Here are some frequently asked questions and answers. These have been migrated from the FAQ.
You will probably find that the host is actually in a different domain; for example, if you are in foo.bar.edu and you wish to reach a host called mumble in the bar.edu domain, you will have to refer to it by the fully-qualified domain name, mumble.bar.edu, instead of just mumble.
Traditionally, this was allowed by BSD BIND resolvers. However the current version of BIND that ships with FreeBSD no longer provides default abbreviations for non-fully qualified domain names other than the domain you are in. So an unqualified host mumble must either be found as mumble.foo.bar.edu, or it will be searched for in the root domain.
This is different from the previous behavior, where the search continued across mumble.bar.edu, and mumble.edu. Have a look at RFC 1535 for why this was considered bad practice, or even a security hole.
As a good workaround, you can place the line:
search foo.bar.edu bar.eduinstead of the previous:
domain foo.bar.eduinto your /etc/resolv.conf. However, make sure that the search order does not go beyond the ``boundary between local and public administration'', as RFC 1535 calls it.

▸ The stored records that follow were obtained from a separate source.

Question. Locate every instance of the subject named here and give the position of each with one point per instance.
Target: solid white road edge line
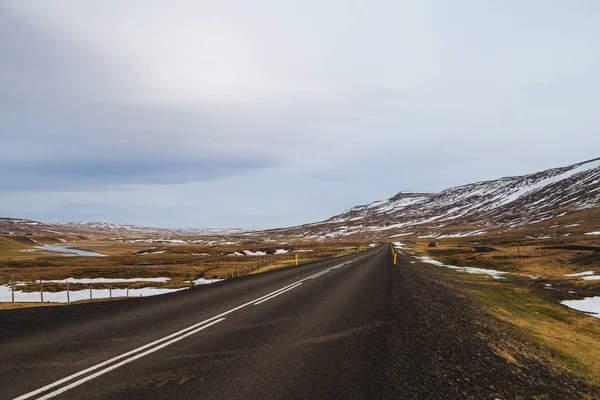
(120, 364)
(277, 294)
(156, 342)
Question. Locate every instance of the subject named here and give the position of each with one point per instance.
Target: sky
(275, 113)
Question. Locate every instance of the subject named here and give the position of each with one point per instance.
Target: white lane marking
(115, 366)
(102, 364)
(321, 273)
(277, 294)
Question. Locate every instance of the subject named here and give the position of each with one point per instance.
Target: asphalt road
(353, 327)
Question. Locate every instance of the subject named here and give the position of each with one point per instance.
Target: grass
(566, 340)
(181, 263)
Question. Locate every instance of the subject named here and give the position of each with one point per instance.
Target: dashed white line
(277, 294)
(158, 344)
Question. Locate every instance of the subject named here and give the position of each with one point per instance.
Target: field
(528, 298)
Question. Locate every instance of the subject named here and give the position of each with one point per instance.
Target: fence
(11, 292)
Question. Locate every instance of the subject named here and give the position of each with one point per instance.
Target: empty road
(354, 327)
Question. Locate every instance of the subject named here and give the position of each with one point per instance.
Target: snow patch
(590, 305)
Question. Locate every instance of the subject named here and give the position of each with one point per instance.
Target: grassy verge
(564, 339)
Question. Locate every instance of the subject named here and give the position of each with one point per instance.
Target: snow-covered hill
(508, 203)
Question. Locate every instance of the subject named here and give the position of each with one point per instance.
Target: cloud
(274, 113)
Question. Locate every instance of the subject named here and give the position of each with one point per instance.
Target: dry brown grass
(181, 263)
(565, 339)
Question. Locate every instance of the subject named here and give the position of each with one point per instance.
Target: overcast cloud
(273, 113)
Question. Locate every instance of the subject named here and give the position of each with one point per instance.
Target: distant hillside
(24, 226)
(568, 195)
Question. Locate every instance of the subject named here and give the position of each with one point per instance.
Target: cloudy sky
(273, 113)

This is answered in the sendmail FAQ as follows:
* I am getting ``Local configuration error'' messages, such as: 553 relay.domain.net config error: mail loops back to myself 554 <user@domain.net>... Local configuration error How can I solve this problem? You have asked mail to the domain (e.g., domain.net) to be forwarded to a specific host (in this case, relay.domain.net) by using an MX record, but the relay machine does not recognize itself as domain.net. Add domain.net to /etc/sendmail.cw (if you are using FEATURE(use_cw_file)) or add ``Cw domain.net'' to /etc/sendmail.cf.

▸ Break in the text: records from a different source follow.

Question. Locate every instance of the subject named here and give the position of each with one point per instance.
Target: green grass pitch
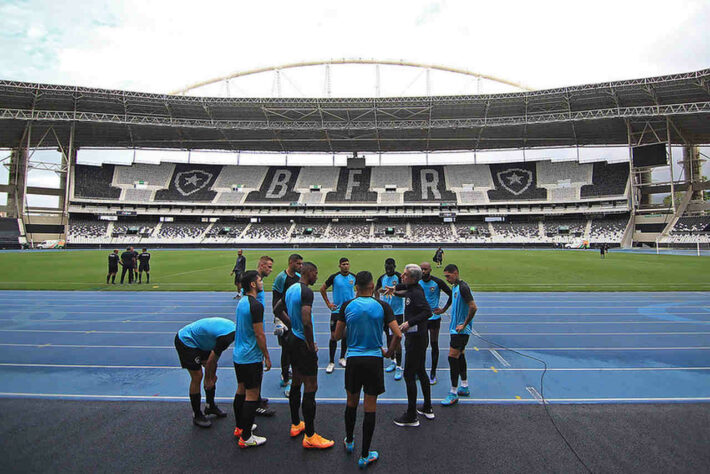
(485, 270)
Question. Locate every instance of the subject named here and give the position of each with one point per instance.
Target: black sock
(309, 412)
(368, 429)
(195, 400)
(454, 368)
(350, 417)
(209, 396)
(248, 413)
(294, 403)
(238, 406)
(332, 346)
(463, 367)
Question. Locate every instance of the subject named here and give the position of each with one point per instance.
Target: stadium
(521, 189)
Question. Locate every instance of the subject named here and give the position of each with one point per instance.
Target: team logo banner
(515, 180)
(190, 182)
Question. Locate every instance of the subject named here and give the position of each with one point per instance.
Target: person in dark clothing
(144, 260)
(416, 314)
(113, 260)
(127, 260)
(238, 271)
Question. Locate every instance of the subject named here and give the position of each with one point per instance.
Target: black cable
(542, 395)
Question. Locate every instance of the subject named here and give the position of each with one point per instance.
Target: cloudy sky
(160, 46)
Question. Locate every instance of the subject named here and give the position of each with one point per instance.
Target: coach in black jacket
(416, 314)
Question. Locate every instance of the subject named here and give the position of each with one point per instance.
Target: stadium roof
(594, 114)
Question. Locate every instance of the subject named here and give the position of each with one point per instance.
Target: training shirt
(432, 291)
(343, 288)
(459, 308)
(208, 334)
(249, 312)
(396, 302)
(364, 318)
(297, 296)
(144, 258)
(282, 282)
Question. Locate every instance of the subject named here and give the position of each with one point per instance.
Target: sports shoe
(372, 456)
(252, 442)
(428, 413)
(202, 421)
(215, 411)
(450, 399)
(238, 430)
(317, 442)
(406, 420)
(297, 429)
(349, 447)
(265, 411)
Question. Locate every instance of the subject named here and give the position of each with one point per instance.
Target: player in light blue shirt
(463, 310)
(364, 317)
(343, 284)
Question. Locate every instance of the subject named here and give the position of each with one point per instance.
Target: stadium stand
(608, 180)
(515, 182)
(94, 182)
(428, 184)
(278, 186)
(353, 186)
(190, 183)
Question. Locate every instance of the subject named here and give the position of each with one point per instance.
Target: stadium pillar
(17, 182)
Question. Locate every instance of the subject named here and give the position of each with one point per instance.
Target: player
(438, 257)
(363, 317)
(298, 304)
(282, 282)
(463, 309)
(144, 260)
(127, 260)
(200, 344)
(239, 268)
(343, 284)
(416, 314)
(392, 278)
(251, 358)
(113, 260)
(433, 287)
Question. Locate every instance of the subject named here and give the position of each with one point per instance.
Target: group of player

The sendmail FAQ is in /usr/src/usr.sbin/sendmail and is recommended reading if you want to do any ``tweaking'' of your mail setup.
You want to connect a FreeBSD box on a lan, to the Internet. The FreeBSD box will be a mail gateway for the lan. The PPP connection is non-dedicated.
There are at least two ways to do this.
The other is to use UUCP.
The key is to get a Internet site to provide secondary MX service for your domain. For example:
bigco.com. MX 10 bigco.com. MX 20 smalliap.com.
Only one host should be specified as the final recipient (add Cw bigco.com in /etc/sendmail.cf on bigco.com).
When the senders' sendmail is trying to deliver the mail it will try to connect to you over the modem link. It will most likely time out because you are not online. sendmail will automatically deliver it to the secondary MX site, i.e., your Internet provider. The secondary MX site will try every (sendmail_flags = -bd -q15m in /etc/rc.conf) 15 minutes to connect to your host to deliver the mail to the primary MX site.
You might want to use something like this as a login script.
#!/bin/sh # Put me in /usr/local/bin/pppbigco ( sleep 60 ; /usr/sbin/sendmail -q ) & /usr/sbin/ppp -direct pppbigco
If you are going to create a separate login script for a user you could use sendmail -qRbigco.com instead in the script above. This will force all mail in your queue for bigco.com to be processed immediately.
A further refinement of the situation is as follows.
Message stolen from the FreeBSD Internet service provider's mailing list <freebsd-isp@FreeBSD.org>.
> we provide the secondary MX for a customer. The customer connects to > our services several times a day automatically to get the mails to > his primary MX (We do not call his site when a mail for his domains > arrived). Our sendmail sends the mailqueue every 30 minutes. At the > moment he has to stay 30 minutes online to be sure that all mail is > gone to the primary MX. > > Is there a command that would initiate sendmail to send all the mails > now? The user has not root-privileges on our machine of course. In the ``privacy flags'' section of sendmail.cf, there is a definition Opgoaway,restrictqrun Remove restrictqrun to allow non-root users to start the queue processing. You might also like to rearrange the MXs. We are the 1st MX for our customers like this, and we have defined: # If we are the best MX for a host, try directly instead of generating # local config error. OwTrue That way a remote site will deliver straight to you, without trying the customer connection. You then send to your customer. Only works for ``hosts'', so you need to get your customer to name their mail machine ``customer.com'' as well as ``hostname.customer.com'' in the DNS. Just put an A record in the DNS for ``customer.com''.